An air-filled parallel plate capacitor has circular plates with radius r=20.0 cm, separated distance 4.00 mm. The capacitor is connected to 70.0 V battery. a) Find the capacitance, Co, and the charge on the plates, Qo. b) Find the electric field strength between the plates. c) While connected to the battery, a dielectric sheet with dielectric constant k is inserted between the plates (it fills the entire space). What are the capacitance, the charge, and the voltage now?

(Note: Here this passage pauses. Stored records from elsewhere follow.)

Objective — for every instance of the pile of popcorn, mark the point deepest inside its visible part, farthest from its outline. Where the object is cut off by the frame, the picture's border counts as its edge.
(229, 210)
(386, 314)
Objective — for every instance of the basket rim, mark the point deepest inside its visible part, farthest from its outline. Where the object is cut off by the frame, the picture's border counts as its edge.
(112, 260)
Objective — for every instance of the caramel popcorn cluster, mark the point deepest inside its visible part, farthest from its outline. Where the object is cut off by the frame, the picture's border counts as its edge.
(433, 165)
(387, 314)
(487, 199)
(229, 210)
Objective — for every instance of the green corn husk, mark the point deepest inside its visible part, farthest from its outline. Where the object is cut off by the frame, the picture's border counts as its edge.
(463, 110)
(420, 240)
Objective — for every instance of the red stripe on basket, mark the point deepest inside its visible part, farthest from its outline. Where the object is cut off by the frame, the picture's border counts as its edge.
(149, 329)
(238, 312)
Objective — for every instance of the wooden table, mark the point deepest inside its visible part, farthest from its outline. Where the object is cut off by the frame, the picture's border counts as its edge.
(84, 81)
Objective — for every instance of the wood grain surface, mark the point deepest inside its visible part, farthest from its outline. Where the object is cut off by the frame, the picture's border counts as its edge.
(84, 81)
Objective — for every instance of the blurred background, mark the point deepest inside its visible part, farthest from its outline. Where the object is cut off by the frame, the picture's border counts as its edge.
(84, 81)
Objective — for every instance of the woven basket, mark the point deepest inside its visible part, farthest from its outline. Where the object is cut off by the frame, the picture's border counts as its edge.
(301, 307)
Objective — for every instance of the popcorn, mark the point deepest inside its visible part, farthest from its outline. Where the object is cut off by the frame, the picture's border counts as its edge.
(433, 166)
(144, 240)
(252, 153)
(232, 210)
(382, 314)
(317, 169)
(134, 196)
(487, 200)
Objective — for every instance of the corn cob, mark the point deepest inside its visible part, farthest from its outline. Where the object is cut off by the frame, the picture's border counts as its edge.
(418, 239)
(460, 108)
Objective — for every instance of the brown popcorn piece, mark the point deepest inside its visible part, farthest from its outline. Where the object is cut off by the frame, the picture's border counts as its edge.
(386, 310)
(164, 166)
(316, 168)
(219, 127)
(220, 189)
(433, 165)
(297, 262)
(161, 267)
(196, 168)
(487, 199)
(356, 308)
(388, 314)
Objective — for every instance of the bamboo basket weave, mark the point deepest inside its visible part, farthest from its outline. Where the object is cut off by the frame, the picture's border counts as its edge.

Answer: a) 278 * 10^-12 F and 19.4 * 10^-9 C

b) 17.44 * 10^3 N/C and c) C=k*C0 and V=70/k

Explanation: In order to solve this problem we have to use the expression of the capacitor of parallel plates as:

C=A*ε0/d where A is the area of the plates and d the distance between them

C=Π r^2*ε0/d

C=π*0.2^2*8.85*10^-12/0.004=278 * 10^-12F = 278 pF

then

ΔV = Q/C

so Q = ΔV*C=70V*278 pF=19.4 nC

The electric field between the plates is given by:

E = Q / (A*ε0) = 19.4 nC / (π*0.2^2*8.85*10^-12) = 17.44 * 10^3 N/C

If it is introduced a dielectric between the plates, then the new C is increased a factor k while the potential between the plates decreases a factor 1/k.